Katrin Andreasson, MD
Professor of Neurology and Neurological Sciences
Biomarker Core Associate Leader
Dr. Andreasson is Professor in the Department of Neurology and Neurological Sciences, and is a neurologist who treats patients with dementia and who is also engaged in basic research in neurodegenerative disorders. Dr. Andreasson received her M.D. degree at Columbia University College of Physicians & Surgeons, completed her residency in Neurology at Johns Hopkins School of Medicine, and carried out her postdoctoral training in the Johns Hopkins Department of Neuroscience, where she began her research studies on the function of brain inflammation in development of neurodegenerative disease. The objectives of her laboratory research are to identify specific inflammatory pathways that may be targeted to prevent and treat neurodegenerative disorders such as Parkinson’s disease and Alzheimer’s disease.
Divya Channappa, MS
ADRC Biomarker Core Project Coordinator
Divya Channappa received her BS degree in industrial biotechnology from Anna University (India) and her MS degree in molecular microbiology and immunology from the University of Southern California. Before coming to Stanford, she was a research associate at the Beckman Research Institute, City of Hope in Duarte, California. Within the Stanford ADRC, she processes blood and spinal fluid samples; inventories, stores, and distributes brain tissues and other biological specimens; and assists researchers with laboratory procedures requiring expertise in techniques of molecular biology.
Patricia Losada Moran, PhD
Postdoctoral Research Fellow
Patricia is a bioinformatician interested in studying genetics and proteomics and its implications in human health. She obtained her PhD from Hannover Medical School in January 2016. She continued her research career as a postdoc in UC San Diego where she studied the impact of autism mutations in human brain organoids and mice.

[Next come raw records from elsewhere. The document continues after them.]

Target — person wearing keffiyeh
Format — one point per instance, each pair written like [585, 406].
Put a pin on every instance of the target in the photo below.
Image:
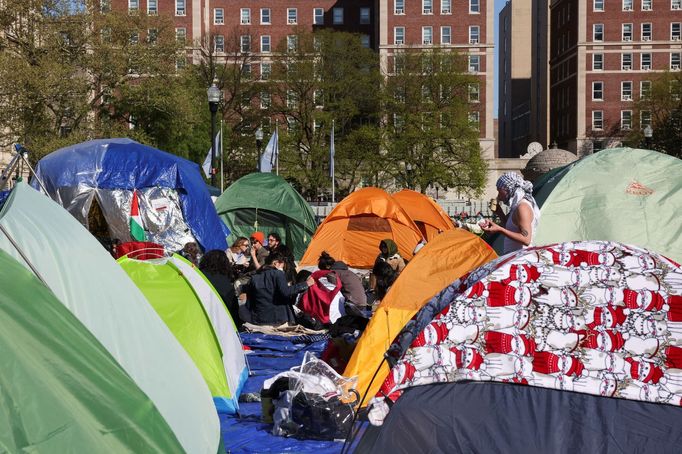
[521, 221]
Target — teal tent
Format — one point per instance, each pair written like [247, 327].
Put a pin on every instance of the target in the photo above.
[46, 239]
[621, 194]
[266, 202]
[60, 390]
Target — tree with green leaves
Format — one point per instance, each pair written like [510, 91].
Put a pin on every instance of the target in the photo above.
[322, 79]
[430, 122]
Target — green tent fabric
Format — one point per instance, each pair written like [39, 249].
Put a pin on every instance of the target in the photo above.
[174, 299]
[45, 238]
[627, 195]
[266, 202]
[60, 390]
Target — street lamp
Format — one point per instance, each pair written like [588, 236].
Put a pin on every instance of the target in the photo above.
[648, 134]
[259, 143]
[213, 93]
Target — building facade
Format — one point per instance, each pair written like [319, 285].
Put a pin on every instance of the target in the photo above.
[603, 57]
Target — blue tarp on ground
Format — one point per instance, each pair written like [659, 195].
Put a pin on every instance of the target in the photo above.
[126, 164]
[245, 433]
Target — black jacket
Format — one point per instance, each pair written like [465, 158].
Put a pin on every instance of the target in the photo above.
[269, 297]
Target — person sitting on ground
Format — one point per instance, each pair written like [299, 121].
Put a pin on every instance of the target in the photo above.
[269, 297]
[259, 252]
[239, 256]
[218, 270]
[191, 252]
[521, 222]
[351, 284]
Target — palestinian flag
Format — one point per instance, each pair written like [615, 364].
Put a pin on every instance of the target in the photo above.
[136, 229]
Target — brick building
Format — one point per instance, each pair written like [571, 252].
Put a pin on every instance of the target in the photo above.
[603, 56]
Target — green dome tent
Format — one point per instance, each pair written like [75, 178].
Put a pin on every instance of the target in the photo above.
[196, 315]
[46, 239]
[61, 390]
[266, 202]
[621, 194]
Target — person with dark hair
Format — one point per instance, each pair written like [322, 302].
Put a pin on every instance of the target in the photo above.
[218, 270]
[269, 297]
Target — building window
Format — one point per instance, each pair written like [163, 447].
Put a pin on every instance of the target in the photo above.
[627, 32]
[626, 91]
[292, 43]
[446, 35]
[597, 120]
[364, 15]
[626, 62]
[265, 16]
[598, 32]
[646, 61]
[265, 44]
[265, 100]
[474, 93]
[292, 16]
[644, 89]
[597, 91]
[644, 119]
[219, 43]
[399, 35]
[597, 62]
[245, 43]
[181, 35]
[474, 63]
[646, 31]
[337, 16]
[245, 16]
[473, 34]
[364, 41]
[218, 16]
[265, 71]
[427, 35]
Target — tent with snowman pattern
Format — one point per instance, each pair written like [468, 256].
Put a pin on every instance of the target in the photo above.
[594, 317]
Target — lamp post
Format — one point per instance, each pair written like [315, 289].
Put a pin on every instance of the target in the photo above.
[259, 143]
[648, 134]
[213, 93]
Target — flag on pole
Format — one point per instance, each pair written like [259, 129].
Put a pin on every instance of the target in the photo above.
[271, 153]
[136, 229]
[218, 147]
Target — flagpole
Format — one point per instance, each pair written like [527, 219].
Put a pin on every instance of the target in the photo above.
[222, 185]
[332, 162]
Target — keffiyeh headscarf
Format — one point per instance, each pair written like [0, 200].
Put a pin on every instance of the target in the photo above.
[518, 189]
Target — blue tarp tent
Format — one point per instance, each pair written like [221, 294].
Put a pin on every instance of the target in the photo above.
[175, 205]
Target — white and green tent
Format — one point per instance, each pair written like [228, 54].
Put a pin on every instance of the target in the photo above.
[46, 239]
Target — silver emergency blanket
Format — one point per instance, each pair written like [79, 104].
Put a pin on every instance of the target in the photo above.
[160, 210]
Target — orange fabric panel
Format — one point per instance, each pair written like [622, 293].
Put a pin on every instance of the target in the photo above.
[447, 257]
[424, 210]
[355, 227]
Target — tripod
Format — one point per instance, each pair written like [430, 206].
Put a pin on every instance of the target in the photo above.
[16, 163]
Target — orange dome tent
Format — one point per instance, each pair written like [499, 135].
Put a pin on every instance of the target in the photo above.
[425, 212]
[355, 227]
[448, 257]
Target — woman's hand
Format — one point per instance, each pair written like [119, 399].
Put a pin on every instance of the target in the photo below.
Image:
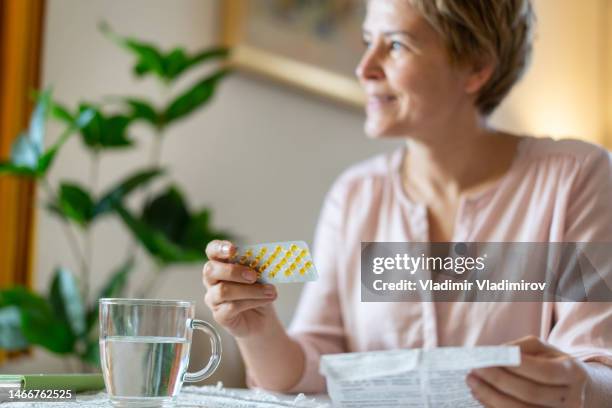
[546, 377]
[238, 303]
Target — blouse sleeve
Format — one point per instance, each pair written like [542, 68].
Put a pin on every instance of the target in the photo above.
[317, 324]
[584, 329]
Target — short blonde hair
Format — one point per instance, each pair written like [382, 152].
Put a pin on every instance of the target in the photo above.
[499, 30]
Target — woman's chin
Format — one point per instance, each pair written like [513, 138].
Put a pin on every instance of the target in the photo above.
[380, 130]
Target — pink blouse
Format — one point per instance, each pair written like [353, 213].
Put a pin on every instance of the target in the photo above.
[555, 191]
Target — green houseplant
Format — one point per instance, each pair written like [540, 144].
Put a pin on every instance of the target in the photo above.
[64, 320]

She joined the Wyss-Coray lab in March 2019 where she is part of the Stanford Alzheimer’s Disease Research Center (ADRC) contributing to the understanding and discovery of novel biomarkers for Alzheimer’s and Parkinson’s disease.
Malia Belnap, BS
Assistant Clinical Research Coordinator
Malia Belnap received her Bachelor’s degree in Neuroscience at Santa Clara University. As an undergraduate, she worked as a lab assistant for the department of neuroscience and department of biochemistry. Before coming to Stanford, she worked as a healthcare consultant in San Francisco. In her free time, Malia loves to ski, hike and spend time at the beach.